Pretende-se já não só uma Escola transbordante, com funções que em muito excedem a sua missão específica original, mas uma Escola de acolhimento, para a qual transbordam todos os problemas sociais por solucionar, esperando-se que consiga fazer curativos rápidos e ainda funcionar como um hub que coloque em contacto e funcionamento uma série de outros organismos e instituições que raramente se articulam de forma eficiente e em tempo útil. 

As escolas, em especial as da rede pública que muitos criticam, porque as privadas de “excelência” mantêm certas experiências ao largo, passaram a funcionar como uma espécie de serviço de triagem de problemas sociais, sanitários, económicos e mesmo culturais. Mas para isso é indispensável que as dotem dos meios humanos especializados, pois não podem ser (mesmo quando são obrigados a sê-lo) os professores que têm a capacidade, disponibilidade ou o dever de funcionar como psicólogos, mediadores, assistentes sociais, conselheiros familiares e conjugais ou tudo o que agora lhes é exigido. Em especial aos Directores de Turma que passaram de uma ou duas horas de atendimento semanal dedicadas a questões académicas ou de assiduidade dos alunos para estar de serviço constantemente, como uma farmácia de serviço ou bomba de gasolina 24/7, para toda e qualquer emergência. 

Falei em capacidade, que não passa apenas pela decorrente de qualificações académicas, mas em especial a do âmbito emocional para lidar com variadas situações dramáticas. Referi a disponibilidade porque há um tempo de trabalho, em aula, de estabelecimento ou individual, que é constantemente desrespeitado. Destaquei ainda a questão do dever porque o conteúdo funcional da docência que está em vigor não pode ser letra morta de morte matada ou morrida.  
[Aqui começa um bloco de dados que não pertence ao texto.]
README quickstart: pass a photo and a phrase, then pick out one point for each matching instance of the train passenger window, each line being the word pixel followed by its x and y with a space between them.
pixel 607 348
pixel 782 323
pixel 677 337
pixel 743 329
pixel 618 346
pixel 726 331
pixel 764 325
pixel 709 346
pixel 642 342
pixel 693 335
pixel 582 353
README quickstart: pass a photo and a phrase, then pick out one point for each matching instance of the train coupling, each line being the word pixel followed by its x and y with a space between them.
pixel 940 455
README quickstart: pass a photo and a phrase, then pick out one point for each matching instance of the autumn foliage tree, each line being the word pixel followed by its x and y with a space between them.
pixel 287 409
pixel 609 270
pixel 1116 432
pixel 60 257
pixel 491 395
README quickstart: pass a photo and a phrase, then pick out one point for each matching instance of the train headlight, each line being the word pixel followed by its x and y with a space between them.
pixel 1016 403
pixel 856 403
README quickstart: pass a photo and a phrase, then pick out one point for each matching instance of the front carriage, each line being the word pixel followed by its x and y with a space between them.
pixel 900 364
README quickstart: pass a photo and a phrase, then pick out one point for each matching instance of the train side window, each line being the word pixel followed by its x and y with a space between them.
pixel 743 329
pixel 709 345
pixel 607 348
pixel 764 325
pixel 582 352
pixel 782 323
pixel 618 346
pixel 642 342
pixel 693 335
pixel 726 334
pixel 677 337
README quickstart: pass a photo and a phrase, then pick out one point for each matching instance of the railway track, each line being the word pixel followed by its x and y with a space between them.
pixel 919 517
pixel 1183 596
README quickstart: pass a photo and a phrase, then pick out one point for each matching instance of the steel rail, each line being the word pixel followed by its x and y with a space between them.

Os serviços do Estado Social estão em falência devido a políticas concertadas em torno do centrão nos últimos 20 anos e só sobrevivem na base dos remendos que se rasgam a cada novo puxão, mas das Escolas e dos Professores espera-se tudo, pouco ou nada se dando em troca que não devesse ser seu há muito. Aos professores pede-se que funcionem como uma espécie de canivete suíço, capazes de resolver tudo e ainda mais alguma coisa Aposta-se na culpabilização de quem resiste aos abusos, mas essa é uma estratégia de a curto-médio prazo terá tão más consequências quanto outras que nos trouxeram até aqui. Não vê quem não quer ou está de camarote. 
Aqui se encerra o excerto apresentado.